1924 oder „zwischen Ostpreußen und dem übrigen Deutschland“

Ausweis zur Durchreise „von Ostpreußen nach Deutschland“ (DSHI 140 Opr. 131-181)
Ausweis zur Durchreise „von Ostpreußen nach Deutschland“ (DSHI 140 Opr. 131-181)

Was einst als behördliches Dokument massenhaft ausgegeben worden war, weil es Menschen tausendfach benötigten, muss heute oftmals als selten gewordene archivische Quelle angesehen werden: Die DSHI konnte vor kurzem Familienpapiere aus Königsberg i.Pr. übernehmen, die aus der Zeit von 1834 bis 1929 stammen und gleichsam ein kleines Familienarchiv darstellen. Enthalten sind Personalpapiere der Familien Christopher und Wilutzky, ein Ahnenpass, ein Reisepass von 1934 (mit vielen Visa zum Besuch des Memellandes) einige Familienfotos und zahlreiche Rechnungen aus den Jahren 1904 und 1905, die eindrucksvoll dokumentieren, wie im Jahrzehnt vor dem Ersten Weltkrieg ein eigener Hausstand für ein junges Brautpaar aus gutbürgerlicher Familie gegründet wurde.

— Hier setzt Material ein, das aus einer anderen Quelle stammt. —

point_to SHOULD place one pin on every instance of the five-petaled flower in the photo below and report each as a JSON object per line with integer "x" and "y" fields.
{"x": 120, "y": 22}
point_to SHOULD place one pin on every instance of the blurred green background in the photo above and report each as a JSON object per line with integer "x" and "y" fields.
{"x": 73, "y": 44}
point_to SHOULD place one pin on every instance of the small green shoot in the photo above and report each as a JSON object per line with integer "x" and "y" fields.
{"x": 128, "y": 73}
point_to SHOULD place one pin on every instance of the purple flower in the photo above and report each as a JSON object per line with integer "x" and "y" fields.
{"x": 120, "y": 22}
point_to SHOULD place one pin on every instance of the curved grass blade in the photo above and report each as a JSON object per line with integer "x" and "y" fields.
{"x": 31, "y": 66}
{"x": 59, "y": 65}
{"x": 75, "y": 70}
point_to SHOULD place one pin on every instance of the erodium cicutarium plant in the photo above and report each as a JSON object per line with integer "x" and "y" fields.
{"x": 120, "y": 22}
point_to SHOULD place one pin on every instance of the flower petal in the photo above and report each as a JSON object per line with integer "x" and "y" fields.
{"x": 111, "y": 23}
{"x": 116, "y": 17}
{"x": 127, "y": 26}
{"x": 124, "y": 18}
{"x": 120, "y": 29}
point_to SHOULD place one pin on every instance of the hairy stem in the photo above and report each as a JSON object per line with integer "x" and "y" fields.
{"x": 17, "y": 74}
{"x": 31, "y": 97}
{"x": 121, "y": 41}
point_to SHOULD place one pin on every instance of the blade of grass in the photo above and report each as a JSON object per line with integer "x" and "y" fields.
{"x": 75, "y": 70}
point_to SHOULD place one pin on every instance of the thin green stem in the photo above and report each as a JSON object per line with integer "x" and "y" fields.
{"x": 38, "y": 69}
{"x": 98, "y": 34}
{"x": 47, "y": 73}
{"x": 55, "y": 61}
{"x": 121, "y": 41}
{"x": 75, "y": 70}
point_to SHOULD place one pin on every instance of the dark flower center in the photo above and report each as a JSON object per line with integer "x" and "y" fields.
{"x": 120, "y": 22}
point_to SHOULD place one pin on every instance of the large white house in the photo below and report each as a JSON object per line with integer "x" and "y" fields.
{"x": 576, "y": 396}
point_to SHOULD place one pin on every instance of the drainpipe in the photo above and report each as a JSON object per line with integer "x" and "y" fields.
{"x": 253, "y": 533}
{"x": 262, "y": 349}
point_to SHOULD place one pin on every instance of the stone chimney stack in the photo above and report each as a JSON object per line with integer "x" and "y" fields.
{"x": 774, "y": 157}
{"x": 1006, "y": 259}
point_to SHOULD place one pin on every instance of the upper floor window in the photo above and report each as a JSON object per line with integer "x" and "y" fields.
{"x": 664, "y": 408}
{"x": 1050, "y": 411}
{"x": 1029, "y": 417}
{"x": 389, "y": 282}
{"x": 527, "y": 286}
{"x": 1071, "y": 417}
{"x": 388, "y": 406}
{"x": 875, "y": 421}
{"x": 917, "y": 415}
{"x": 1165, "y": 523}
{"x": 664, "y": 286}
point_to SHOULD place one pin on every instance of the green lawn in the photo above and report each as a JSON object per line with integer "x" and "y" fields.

An dieser Stelle möchten wir ein Dokument vorstellen, das über das rein Familiäre hinausgeht. Es handelt sich um einen Ausweis, der gültig war „für den Durchgangsverkehr zwischen Ostpreußen und dem übrigen Deutschland in geschlossenen Zügen oder Zugteilen“ und der vom II. Revier des Polizeipräsidiums Königsberg in Preußen am 17. Mai 1924 mit einjähriger Gültigkeit für den Kaufmann Max Christopher (geb. 31. Januar 1855 in Königsberg) ausgegeben wurde.

Dieser Ausweis war nötig geworden, seit Ostpreußen durch den Versailler Vertrag vom übrigen Reichsgebiet durch den sog. Polnischen Korridor getrennt worden war und seitdem Reisende von Berlin nach Königsberg und von Königsberg nach Berlin besondere polnische Kontrollen passieren und im verdunkelten und geschlossenen Bahnwaggon ohne Zwischenstopp durch Pommerellen fahren mussten.

Diese besonderen Reisedokumente und Kontrollen waren nötig, wenn man den Landweg benutzte, wie in unserer Quelle dargestellt. Sie waren für diejenigen Reisenden nicht nötig, die Schiffe des Seedienstes Ostpreußen benutzten oder ab 1924 auch mit dem Flugzeug von Königsberg-Devau nach Berlin flogen.